GM reports $2-billion profit: It's the third straight profitable quarter for the U.S. automaker, which will go public next week. (AP)
Surging commodity prices: Wheat, rice, cotton, crude oil - they're all on the rise and that means consumers will be paying more for everything from shirts to cereal. From the LAT:
Those increases are being driven in part by short supplies of some crops and raw materials caused by poor weather in major producing regions and robust demand from emerging markets such as China and India. Investors and speculators also are pushing up prices as they jump into rising commodity markets. They are being drawn to these so-called hard assets to hedge against inflation and the risk of further devaluation of the dollar and other paper currencies.
But TVs are cheaper: We're talking about name-brand 32-inch sets for $249 and 42-inchers for $500. Demand is expected to be weaker than in previous years. From the WSJ:
"Manufacturers are really working with retailers to offer better deals, which tells you there has to be some excess inventory somewhere," says Paul Ryder, Amazon's vice president of consumer electronics. He notes that some LG Electronics Inc. televisions on sale through Amazon now come with four free pairs of 3-D glasses.
Cruise ship update: The fire-damaged Carnival Splendor is being towed to San Diego instead of Ensenada, which means it won't reach land until late Thursday. From USA Today:
Carnival says some shipboard programming, including children's programs and entertainment, are being provided, but air conditioning on the vessel remains down and there is no hot food service. Some cabin toilets also remain inoperable, though engineers have been able to restore toilet service in most cabins and all public bathrooms, the line says.

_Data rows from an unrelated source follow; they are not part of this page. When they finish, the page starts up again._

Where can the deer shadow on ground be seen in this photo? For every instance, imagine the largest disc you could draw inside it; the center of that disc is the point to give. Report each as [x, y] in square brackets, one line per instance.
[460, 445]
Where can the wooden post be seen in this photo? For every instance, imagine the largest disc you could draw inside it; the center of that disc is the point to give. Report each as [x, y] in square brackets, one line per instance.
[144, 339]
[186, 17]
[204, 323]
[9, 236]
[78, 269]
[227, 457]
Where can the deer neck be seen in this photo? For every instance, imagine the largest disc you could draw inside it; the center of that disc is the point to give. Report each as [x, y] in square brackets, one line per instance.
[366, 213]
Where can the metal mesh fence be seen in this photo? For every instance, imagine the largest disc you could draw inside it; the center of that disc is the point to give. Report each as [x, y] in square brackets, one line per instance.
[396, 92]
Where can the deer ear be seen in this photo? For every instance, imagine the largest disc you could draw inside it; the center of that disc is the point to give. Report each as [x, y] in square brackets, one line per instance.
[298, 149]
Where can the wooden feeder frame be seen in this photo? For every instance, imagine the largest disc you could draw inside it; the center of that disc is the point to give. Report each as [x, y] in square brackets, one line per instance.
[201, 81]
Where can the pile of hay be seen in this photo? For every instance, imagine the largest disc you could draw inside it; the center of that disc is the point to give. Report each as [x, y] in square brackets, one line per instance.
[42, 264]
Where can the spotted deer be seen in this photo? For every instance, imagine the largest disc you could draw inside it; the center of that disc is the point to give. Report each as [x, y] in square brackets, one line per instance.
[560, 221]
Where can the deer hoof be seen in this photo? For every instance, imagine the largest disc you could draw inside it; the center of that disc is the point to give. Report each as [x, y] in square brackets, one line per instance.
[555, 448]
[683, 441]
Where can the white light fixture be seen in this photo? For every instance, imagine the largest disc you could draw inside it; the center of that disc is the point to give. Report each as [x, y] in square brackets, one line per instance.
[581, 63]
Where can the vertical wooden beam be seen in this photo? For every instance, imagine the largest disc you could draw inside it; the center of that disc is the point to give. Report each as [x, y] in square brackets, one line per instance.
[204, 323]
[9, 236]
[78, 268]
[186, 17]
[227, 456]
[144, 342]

Karatz sentenced today: The federal probation office recommends eight months of home confinement for the former CEO of KB Home, plus 2,000 hours of community service. Prosecutors want 6 1/2 years in prison, pointing out that home detention would be served in Karatz's 24-room Bel-Air mansion. (LAT)
Another loss for American Apparel: The deathwatch continues as the L.A.-based manufacturer warns that it has "substantial doubt" about its viability going forward. The company lost $9.5 million in its most recent quarter. (Reuters)
Big return for Calpers: California's giant pension fund earned a 13.3 percent return for the fiscal year ended in June , compared with a 23.4 percent loss the previous year. The results are way better than the fund's targeted return of 7.75 percent, though they're unlikely to remain that high. (LAT)
Valencia mall adding 40 stores: The 180,000-square-foot addition to Westfield Town Center will open on Thursday and increase the number of retailers to more than 150. (Daily News)
Outcry over Barnes & Noble closure: I was on "Which Way, L.A.?" last night talking about the uproar in Encino over shutting the bookstore. Also on the show: Robin Premaul, who is leading the protest, D.J. Waldie, and Skylight Books co-owner Kerry Slattery.